The method for analysing error propagation between processes primarily focuses on how
the process of interest can interact with and affect the environment (the operating system
and other processes). A complementary approach could be to analyse how a process can be
affected by its (execution) environment. In (Johansson et al., 2007), the authors inject faults
in the interface between drivers and the operating system, and then monitor the effect of
these faults in the application layer. This is an example where processes in the application
layer are affected by their execution environment. Comparing this method to our approach,
it is clear that both methods make use of fault injection to determine different types of
failure effects on user programs. However, the examination in (Johansson et al., 2007) only
concerns incorrect values passed from the driver interface to the operating system. Passing
of incorrect values from one component to another is a mechanism for error propagation
and relates to problems for intended communication channels. Fault injection is just one
method to evaluate process robustness in regards to incorrect values in arguments.

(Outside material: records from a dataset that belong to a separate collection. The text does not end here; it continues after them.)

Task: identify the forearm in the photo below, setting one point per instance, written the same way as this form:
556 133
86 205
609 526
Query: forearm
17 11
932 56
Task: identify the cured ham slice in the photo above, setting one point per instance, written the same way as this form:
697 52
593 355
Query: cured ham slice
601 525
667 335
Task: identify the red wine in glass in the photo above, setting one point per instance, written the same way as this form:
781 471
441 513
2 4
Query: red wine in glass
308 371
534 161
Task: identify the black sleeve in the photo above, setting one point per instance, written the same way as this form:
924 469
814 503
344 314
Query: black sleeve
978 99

In our

work, we examine the failure effects of several mechanisms: passing of arguments and
return values, usage of return values, system-wide limitations, and sequential issues. These
methods complement each other.
Understanding the failure and error propagation mechanisms in software-based systems
will provide the knowledge to develop defences and avoid such mechanisms in software. It
is therefore important to be aware of the limitations for the proposed approach. This
analysis only identifies failure modes related to the usage of system calls in source code.

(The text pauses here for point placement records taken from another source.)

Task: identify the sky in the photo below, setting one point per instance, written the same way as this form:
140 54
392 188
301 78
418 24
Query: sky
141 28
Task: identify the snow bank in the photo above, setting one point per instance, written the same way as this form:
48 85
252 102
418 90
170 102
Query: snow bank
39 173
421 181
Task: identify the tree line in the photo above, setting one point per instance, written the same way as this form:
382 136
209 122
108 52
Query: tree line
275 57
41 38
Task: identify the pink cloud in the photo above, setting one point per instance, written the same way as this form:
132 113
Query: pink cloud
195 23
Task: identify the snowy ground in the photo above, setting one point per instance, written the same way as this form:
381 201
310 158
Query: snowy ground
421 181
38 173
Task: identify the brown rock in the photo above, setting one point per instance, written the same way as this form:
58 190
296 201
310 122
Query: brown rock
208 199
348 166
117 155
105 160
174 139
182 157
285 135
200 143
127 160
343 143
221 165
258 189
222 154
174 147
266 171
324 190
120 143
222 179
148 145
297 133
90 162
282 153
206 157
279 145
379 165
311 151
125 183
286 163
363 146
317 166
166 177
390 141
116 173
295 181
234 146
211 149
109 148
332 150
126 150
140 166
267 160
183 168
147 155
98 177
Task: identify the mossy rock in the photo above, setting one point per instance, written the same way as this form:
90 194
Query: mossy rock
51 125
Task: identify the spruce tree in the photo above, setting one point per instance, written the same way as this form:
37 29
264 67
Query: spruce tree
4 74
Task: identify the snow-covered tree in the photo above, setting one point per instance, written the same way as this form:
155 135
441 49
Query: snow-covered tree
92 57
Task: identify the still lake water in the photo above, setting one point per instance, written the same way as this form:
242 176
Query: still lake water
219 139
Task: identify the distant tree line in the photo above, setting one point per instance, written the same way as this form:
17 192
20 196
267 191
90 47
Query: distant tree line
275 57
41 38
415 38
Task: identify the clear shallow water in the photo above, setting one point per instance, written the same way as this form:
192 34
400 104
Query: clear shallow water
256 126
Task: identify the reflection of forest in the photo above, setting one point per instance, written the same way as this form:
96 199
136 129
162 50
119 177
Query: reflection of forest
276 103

Other mechanisms for error propagation that do not involve usage of the system call
interface will not be covered by this approach. This approach, however, complements
existing methods and static analysis tools. An infinite loop structure in code is one example
of a failure mode that does not make use of system calls. This failure mode can cause error
propagation because it uses a lot of CPU time/resources.
The FMEA method worked well on system calls and identified failure modes that could
cause error propagation between processes. However, the identified failure modes from the
FMEA do not apply directly to other operating systems. A new analysis must be performed
for a new programming language and operating system combination. Even though several
operating systems provide the same functionality, e.g. usage of shared memory, the
implementation of the service will be different. Thus, some of the failure modes may be
similar, yet their effects may not. And, in contrast to general FMEA approaches which
analyse functionality of software systems, our aim was to identify failure modes related to
the interaction of a program with operating system services.
7. Conclusion
The analysis and results from this case shows that the approach facilitates the detection of
potential failure modes related to the use of the system calls in operating systems. However,
this is without further analysis about their actual impact in the SCORPIO framework. Future
extension of the work can include examining the potential impact of these failure modes.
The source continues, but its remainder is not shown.